(Guest Post by Matthew Ladner)
This year marks the 15th anniversary of Pulp Fiction. I can’t believe it either.
Pulp Fiction was a pop-culture phenomenon, not only resurrecting the career of John Travolta, but elevating the careers of several others, especially the brilliant Samuel L. Jackson.
I’ve met people who were repulsed by the grisly violence, foul language and drug use of the film. I’ve encountered others who claim that Resevoir Dogs is a better film (nonsense).

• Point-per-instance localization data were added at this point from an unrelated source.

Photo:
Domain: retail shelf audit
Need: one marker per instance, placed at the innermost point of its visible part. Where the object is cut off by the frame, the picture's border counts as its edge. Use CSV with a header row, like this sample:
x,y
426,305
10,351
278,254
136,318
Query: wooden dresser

Others like the film for the grisly violence, foul language and drug use, but I don’t believe they actually appreciate the film to the fullest.
You see, I believe that despite all of the hipster post-modern lingo, heart stabbing injections, Deliverance references, etc. that Pulp Fiction is actually a film about redemption.
Tarrantino used two main devices to tell this story: a fake Bible quote and non-linear storytelling.
Samuel L. Jackson’s hitman character Jules recites a manufactured version of Ezekiel 25:17 before killing people:
Along the way, Jules experiences what he regards as a miracle and decides to abandon the life of a hit man to “walk the earth” in a way that has echoes of the lillies of the field. Vincent Vega, Jules’ partner in crime ridicules him for choosing to become a bum.
The brilliance of the non-linear story telling is that the viewer knows that Vincent will soon be bleeding to death in a bathtub after being shot multiple times. We don’t know what happens to Jules, but we do know what happens to Vincent. The wages of sin, in other words, are death.
This becomes all the more clear when Ringo attempts to rob Jules in the diner:
Jules is trying real hard to be the shepard, and whatever happens to him, it’s better than what happens to Vincent.
This is how I interpreted Pulp Fiction, and I was relieved to see the Thomas Hibbs offer that the film can be interpreted in this way in his brilliant book Shows About Nothing: Nihlism in Popular Culture from the Exorcist to Seinfeld.
Tarrantino seems to be an unlikely source for a covert religious allegory, but there it is, hidden in plain sight.